There have been a few competitions that I thought I had a shot at winning lately. Author’s Publish Magazine sends an email to subscribers featuring 30+ magazines that are open for submissions for short stories or novels. I took the opportunity to specifically look for horror magazines and submit some of my old ghost stories. I still want to improve my horror writing, but so far none of the contests have accepted my short stories. I’ve also gotten into Reedsy.com, which has weekly short story and flash fiction contests that costs $5 per entry. I like Reedsy because they provide prompts so it’s a good exercise for coming up with ideas quickly and flushing out a full story in 1000-3000 words. None of my submissions to Reedsy or horror magazines have been accepted and it kind of killed my confidence. Not having any successes to report has also hindered confidence among my writing group. Other writers in that group have been actively submitting as well but also haven’t had any successes. I was starting to get frustrated, and I doubt I was alone in feeling that way.

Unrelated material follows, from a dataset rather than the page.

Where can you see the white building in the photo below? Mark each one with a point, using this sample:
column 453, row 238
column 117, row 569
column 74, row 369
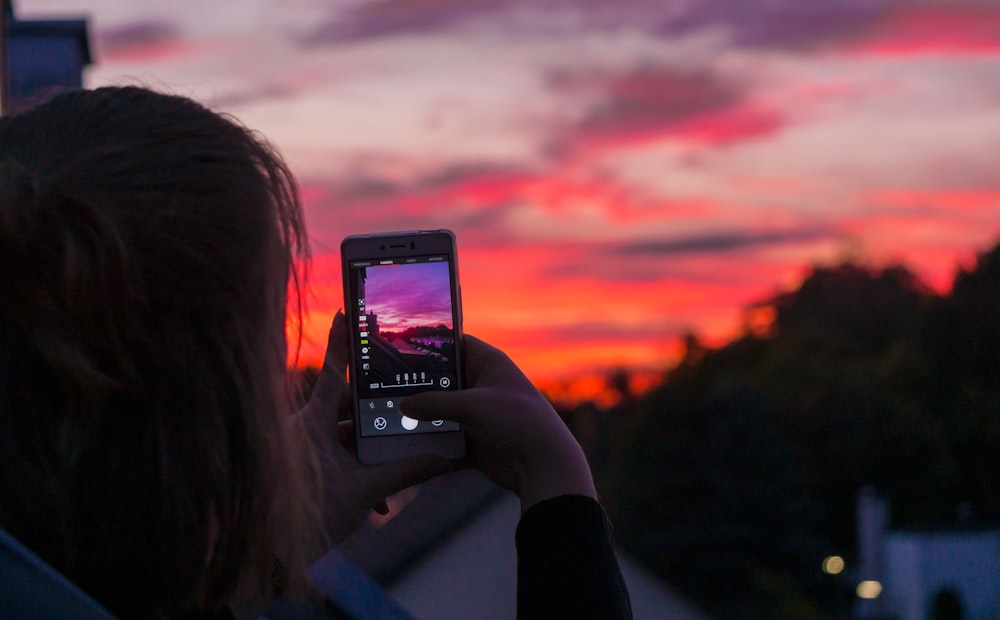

Feelings became more positive recently when I delivered a big piece of good news. While Googling open writing contests I came across one called The Book Fest. I signed up and submitted Public Display of Aggression back in February of this year. I submitted it for multiple categories, and recently was informed that the book won 3rd place for Fantasy Thriller genre and received an Honorable Mention for the cover art (special thanks to Lothar Speer for being such a dedicated illustrator). It isn’t 1st place, but I’m not complaining. It looks like there were hundreds of books submitted, so 3rd place is definitely a reason to be proud.
I’m still exploring ways to capitalize on this victory. The Book Fest offered a few different prizes but I didn’t purchase all of them. The cheapest prize was a set of “Winner” stickers. While simple, I believe it will be effective. At ABQ Comic Con earlier this year, Marie Parks placed stickers on her book, Unrelenting, indicating it won a Book Pipeline LGBTQ+ aware and it seemed to boost interest in and sales of her novel. Another prize was a press release. My plan for that is to print copies and ask bookstores if they’re willing to display it in their window for at least a weekend. There was also a pretty exclusive prize which was to have the book cover displayed on a billboard in New York City. I really wanted to take advantage of that, but it was a few hundred dollars and I’m hesitant about spending that much on anything. By the time I decided it was worth the cost, I discovered that space on the billboard was filled up, so that was a missed opportunity.
The important thing is that morale among the aspiring authors I meet weekly has been lifted and my confidence has been boosted. Gaining recognition for a craft like creative writing is a numbers game. I’m still on the lookout for short story competitions and I’m bound to win one of those eventually, but a book award is more valuable. It’s an award for a product that’s able to be widely distributed and will hopefully cultivate interest in the Mystic Rampage series overall.